There are six types of objectives based schemes.

  • Growth Schemes
    Growth schemes are designed to provide optimum returns through capital appreciation over medium to long term. A major part of their fund are invested in equities. So, though there could be a decline in their value in the short- term these schemes deliver results in the long run. It is an ideal option for those in their prime earning years.
  • Income Schemes
    If you are looking for regular and steady returns go for income schemes. These schemes generally invest in fixed income securities such as bond and corporate debentures. Their returns may not be as attractive as growth schemes but they are steady and less risky as compared to equity schemes. If you have retired or need capital stability and income to supplement your current earning opt for an income scheme.
  • Balanced Schemes
    Balanced funds give you the best of growth and income schemes. A balanced fund invests both in equities and fixed income securities. Their returns are generally less volatile as compared to pure equity fund.
  • Liquid Schemes
    Liquid schemes are also known as money market schemes. These schemes generally invest in safer short-term instruments such as treasury bills, certificated of deposit, commercial paper and government securities. It is a good idea to invest your surplus funds for short periods in liquid schemes.
  • Gilt Fund
    If you are among the safe players, invest in a gilt fund. These funds invest exclusively in government securities which have zero credit risk. The NAVs of these schemes are determined by changes in interest rates and other economic factors as is the case with income or debt oriented schemes.
  • Tax Saving Schemes
    If you are investing because you want to save tax, go for these schemes. They offer deduction from gross total income to the investors, at present, under Sec. 80C of the Income Tax Act.
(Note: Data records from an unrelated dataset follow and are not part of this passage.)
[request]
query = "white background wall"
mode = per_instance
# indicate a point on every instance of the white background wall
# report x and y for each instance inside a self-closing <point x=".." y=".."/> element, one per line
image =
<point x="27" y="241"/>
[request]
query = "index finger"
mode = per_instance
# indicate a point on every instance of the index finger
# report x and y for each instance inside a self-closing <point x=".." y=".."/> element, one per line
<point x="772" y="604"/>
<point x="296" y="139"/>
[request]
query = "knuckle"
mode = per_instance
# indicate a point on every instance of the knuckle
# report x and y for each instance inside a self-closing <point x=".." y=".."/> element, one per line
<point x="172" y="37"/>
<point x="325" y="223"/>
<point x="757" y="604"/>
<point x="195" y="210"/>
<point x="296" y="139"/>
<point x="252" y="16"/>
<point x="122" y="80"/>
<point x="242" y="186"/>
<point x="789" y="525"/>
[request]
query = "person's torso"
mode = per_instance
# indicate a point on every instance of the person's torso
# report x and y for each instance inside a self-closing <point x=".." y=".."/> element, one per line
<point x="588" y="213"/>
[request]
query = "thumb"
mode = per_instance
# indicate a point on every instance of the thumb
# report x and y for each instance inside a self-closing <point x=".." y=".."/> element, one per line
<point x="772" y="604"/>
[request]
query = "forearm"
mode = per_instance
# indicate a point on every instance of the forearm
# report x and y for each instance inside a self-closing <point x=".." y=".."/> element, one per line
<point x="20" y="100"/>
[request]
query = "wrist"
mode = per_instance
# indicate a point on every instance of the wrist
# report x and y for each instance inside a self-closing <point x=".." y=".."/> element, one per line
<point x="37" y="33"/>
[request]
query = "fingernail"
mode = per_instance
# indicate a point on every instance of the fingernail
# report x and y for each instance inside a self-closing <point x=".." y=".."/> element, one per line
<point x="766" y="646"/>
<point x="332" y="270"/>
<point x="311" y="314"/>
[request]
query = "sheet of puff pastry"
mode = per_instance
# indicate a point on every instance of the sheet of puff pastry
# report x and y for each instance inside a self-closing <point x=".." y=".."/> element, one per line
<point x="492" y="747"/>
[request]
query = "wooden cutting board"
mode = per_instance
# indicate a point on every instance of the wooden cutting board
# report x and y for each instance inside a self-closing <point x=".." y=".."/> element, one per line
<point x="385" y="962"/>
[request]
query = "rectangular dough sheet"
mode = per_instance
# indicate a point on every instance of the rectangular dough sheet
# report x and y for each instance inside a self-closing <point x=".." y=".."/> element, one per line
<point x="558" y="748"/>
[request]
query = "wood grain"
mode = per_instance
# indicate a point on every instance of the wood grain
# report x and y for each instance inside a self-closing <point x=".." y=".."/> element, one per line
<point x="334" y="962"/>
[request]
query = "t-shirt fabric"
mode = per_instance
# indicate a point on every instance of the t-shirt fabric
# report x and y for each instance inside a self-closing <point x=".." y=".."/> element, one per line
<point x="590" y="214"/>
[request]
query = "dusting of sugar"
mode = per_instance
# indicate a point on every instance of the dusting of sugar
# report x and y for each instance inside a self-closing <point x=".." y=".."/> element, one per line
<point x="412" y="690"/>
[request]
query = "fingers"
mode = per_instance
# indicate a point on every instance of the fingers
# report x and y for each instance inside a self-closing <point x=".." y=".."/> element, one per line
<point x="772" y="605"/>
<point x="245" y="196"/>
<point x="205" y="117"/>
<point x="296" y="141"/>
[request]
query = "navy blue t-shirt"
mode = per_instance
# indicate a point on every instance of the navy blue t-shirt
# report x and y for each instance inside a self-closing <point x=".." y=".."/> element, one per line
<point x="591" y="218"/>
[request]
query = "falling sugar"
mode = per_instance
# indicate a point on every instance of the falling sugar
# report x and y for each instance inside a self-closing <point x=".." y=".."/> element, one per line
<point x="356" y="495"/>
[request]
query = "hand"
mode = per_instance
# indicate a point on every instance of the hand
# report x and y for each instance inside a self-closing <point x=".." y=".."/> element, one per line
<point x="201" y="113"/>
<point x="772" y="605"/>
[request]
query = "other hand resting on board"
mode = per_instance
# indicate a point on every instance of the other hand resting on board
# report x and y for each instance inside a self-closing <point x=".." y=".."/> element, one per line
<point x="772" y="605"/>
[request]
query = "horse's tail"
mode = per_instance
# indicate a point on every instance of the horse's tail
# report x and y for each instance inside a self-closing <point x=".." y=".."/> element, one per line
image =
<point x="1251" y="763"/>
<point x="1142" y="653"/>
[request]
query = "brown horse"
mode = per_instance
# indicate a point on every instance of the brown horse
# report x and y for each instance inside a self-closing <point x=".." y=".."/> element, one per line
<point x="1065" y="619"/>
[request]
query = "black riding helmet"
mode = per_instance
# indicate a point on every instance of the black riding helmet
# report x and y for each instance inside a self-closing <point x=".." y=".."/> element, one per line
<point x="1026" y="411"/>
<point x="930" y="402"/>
The investment made to any Equity Linked Saving Scheme (ELSS) are eligible for deduction up to Rs. 100000 every financial year. Tax saving schemes are growth oriented and invest predominantly in equities.

Special Schemes
  • Index Funds
    Index Funds replicate the portfolio index such as the BSE Sensitive index, S&P NSE 50 index (Nifty), etc. These schemes invest in the securities in the same weightage comprising of an index.
  • Sector Specific Funds
    Sector specific funds take advantage of the boom or expected upturn in a particular industry or sector by investing in them. So if software or pharmaceuticals is expected to do well, you have funds that invest in the stocks of only these sectors. The returns in these funds are dependent on the performance of the respective sectors or industries. While these funds may give optimized returns, they are riskier as compared to diversified equity funds that invest across different sectors.
  • Hedge Funds
    A hedge fund is a fund that can take both long and short positions, use arbitrage, buy and sell undervalued securities, trade options or bonds, and invest in almost any opportunity in any market where it foresees impressive gains at reduced risk.